We also found that nicotine replacement increased RVIP-related activity in dorsolateral prefrontal and dorsal anterior cingulate regions but not in the parietal lobule, which is in contrast to Lawrence et al (2002). The dorsolateral prefrontal cortex has a key role in working memory and executive function (Procyk and Goldman-Rakic, 2006), mediated in part through direct anatomical connectivity with the dorsal anterior cingulate and medial thalamus (Behrens et al, 2003; Carter and van Veen, 2007). One potential explanation for the differences between our findings and those of Lawrence et al (2002) may be that sensitivity to the effects of nicotine on this functional network may have been increased in our study because we restricted our analysis to regions where task-related activity was significantly correlated with EEG α power. This explanation is congruent with evidence, suggesting that the thalamus may be the central generator of α waves (Klimesch et al, 2007) or they may arise from dendritic fields of pyramidal cells in the cortex that receive inputs from subcortical relays including the thalamus and caudate (Bollimunta et al, 2008). A second possibility may be that even subtle task differences may elicit different patterns of neural modulation (Hahn et al, 2009). Finally, a third possibility may be that our participants were abstinent for 8 h prior to treatment, whereas most previous functional imaging studies of nicotine's effect on cognition in smokers administered treatment prior to withdrawal onset. However, this latter explanation seems unlikely as one such recent study reported significant nicotine-induced increases in dorsolateral prefrontal cortex activity during performance of an attention task (Hahn et al, 2007).

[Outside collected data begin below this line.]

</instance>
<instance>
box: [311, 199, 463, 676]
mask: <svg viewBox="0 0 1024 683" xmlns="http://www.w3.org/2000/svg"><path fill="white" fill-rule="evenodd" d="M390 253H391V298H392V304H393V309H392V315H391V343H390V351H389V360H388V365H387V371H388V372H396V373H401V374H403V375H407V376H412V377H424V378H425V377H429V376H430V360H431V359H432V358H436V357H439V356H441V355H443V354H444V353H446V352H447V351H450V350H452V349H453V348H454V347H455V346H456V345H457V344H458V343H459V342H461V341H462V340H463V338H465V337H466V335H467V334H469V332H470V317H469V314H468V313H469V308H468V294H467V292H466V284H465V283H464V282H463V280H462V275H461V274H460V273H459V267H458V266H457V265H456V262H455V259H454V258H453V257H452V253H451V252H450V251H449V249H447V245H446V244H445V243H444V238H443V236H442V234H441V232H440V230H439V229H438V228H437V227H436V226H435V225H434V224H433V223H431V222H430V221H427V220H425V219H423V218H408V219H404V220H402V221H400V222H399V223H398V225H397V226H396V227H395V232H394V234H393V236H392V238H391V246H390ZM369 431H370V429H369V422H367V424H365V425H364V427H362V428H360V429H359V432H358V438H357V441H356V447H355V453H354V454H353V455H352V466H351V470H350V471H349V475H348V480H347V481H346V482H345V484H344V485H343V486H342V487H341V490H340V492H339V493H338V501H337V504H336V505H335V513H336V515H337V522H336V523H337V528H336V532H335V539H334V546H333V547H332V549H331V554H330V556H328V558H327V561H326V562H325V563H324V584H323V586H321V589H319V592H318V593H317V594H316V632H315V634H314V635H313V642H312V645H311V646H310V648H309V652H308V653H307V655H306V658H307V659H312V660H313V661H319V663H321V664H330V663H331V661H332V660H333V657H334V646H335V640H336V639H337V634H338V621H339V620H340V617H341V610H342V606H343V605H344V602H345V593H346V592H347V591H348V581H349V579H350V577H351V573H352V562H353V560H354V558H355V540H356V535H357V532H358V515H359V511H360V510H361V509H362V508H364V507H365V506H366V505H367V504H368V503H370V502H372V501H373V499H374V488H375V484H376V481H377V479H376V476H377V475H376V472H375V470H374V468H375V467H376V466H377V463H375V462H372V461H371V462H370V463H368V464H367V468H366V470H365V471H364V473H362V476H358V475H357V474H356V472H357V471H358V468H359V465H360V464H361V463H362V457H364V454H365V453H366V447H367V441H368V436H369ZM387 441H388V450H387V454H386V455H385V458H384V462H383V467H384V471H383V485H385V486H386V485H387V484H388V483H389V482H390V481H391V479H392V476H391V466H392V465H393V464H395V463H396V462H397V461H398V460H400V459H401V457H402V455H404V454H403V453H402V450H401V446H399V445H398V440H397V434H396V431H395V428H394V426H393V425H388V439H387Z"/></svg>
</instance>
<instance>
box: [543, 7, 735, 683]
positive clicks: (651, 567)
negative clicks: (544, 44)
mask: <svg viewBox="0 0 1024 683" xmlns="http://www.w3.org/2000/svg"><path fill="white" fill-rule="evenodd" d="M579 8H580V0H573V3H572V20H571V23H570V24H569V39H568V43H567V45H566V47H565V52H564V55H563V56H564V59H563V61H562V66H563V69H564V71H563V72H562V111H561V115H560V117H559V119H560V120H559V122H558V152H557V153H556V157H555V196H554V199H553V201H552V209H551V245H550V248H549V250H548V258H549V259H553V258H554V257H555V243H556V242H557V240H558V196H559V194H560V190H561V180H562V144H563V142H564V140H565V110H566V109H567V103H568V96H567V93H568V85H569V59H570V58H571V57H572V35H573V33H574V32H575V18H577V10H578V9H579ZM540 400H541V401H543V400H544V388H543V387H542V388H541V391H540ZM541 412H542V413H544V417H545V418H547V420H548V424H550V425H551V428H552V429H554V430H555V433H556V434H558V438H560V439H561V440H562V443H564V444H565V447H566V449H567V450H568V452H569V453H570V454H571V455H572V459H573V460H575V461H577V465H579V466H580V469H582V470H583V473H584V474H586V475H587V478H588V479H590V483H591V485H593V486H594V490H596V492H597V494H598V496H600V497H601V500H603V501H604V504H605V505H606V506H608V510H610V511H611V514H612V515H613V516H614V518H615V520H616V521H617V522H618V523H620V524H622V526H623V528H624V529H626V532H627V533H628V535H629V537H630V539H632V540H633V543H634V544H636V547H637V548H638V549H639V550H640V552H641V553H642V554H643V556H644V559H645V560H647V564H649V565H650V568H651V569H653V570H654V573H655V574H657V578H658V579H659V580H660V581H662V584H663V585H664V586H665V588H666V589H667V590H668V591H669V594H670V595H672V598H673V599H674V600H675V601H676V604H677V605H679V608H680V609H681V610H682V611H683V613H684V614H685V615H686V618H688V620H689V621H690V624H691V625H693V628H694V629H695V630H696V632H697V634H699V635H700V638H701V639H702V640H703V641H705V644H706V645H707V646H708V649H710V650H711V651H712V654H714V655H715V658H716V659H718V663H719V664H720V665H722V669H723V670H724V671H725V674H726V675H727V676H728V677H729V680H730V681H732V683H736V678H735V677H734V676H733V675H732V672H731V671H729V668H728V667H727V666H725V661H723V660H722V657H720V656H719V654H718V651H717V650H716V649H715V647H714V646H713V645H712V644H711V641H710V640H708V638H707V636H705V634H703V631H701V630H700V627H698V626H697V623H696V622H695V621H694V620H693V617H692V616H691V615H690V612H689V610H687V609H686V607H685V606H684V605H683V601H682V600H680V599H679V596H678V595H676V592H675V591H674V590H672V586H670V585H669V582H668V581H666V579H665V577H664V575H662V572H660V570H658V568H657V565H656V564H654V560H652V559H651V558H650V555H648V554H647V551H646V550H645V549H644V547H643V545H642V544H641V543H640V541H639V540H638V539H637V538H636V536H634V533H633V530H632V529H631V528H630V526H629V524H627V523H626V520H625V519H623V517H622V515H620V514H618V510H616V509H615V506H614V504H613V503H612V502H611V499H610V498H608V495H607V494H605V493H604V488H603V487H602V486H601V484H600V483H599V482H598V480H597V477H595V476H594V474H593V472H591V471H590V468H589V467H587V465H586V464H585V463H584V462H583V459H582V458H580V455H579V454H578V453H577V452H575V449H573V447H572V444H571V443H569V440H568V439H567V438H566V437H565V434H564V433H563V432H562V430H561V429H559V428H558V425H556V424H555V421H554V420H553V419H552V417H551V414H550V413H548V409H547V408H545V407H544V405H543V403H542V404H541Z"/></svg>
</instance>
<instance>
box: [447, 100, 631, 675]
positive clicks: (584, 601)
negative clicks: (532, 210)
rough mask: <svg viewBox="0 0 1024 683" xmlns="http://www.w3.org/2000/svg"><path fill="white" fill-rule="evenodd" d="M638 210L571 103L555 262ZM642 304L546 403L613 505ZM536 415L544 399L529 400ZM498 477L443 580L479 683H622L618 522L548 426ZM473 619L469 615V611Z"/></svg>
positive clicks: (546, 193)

The present findings demonstrate that, relative to placebo, nicotine replacement improves cognitive performance and modulates cognition-related brain activity in deprived smokers, consistent with the results from previous behavioral studies (Atzori et al, 2008). However, the question of whether nicotine enhances cognition or remediates a performance deficit remains a topic of debate, with some studies reporting deleterious effects of nicotine on cognition in healthy, non-smokers (Levin et al, 2006; Mansvelder et al, 2006; Newhouse et al, 2004). Nevertheless, results from several previous functional imaging studies suggest that at least under some conditions (eg, low doses) nicotine administration in healthy, non-smokers may improve cognitive performance and modulate task-related brain activity in a number of the same regions found in the current study, including anterior cingulate and superior frontal cortex (Kumari et al, 2003; Vossel et al, 2007).

In conclusion, our results show that nicotine replacement during short-term smoking withdrawal enhances cognitive task performance and increases related brain activity in regions previously implicated in attention, executive control, and working memory, as well as decreases brain activity in regions of the default network. The close temporal correspondence between the BOLD fMRI and EEG signals across all of these regions lends confidence that these effects reflect the modulation of neuronal activity by nicotine, rather than non-neuronal effects of nicotine on cerebral blood flow or neurovascular coupling. Our findings, therefore, demonstrate that nicotine replacement ameliorates a negative cognitive symptom of smoking withdrawal and modulates brain cognitive networks, in addition to the well-described effects to reduce withdrawal-related nicotine craving (Shiffman et al, 2003).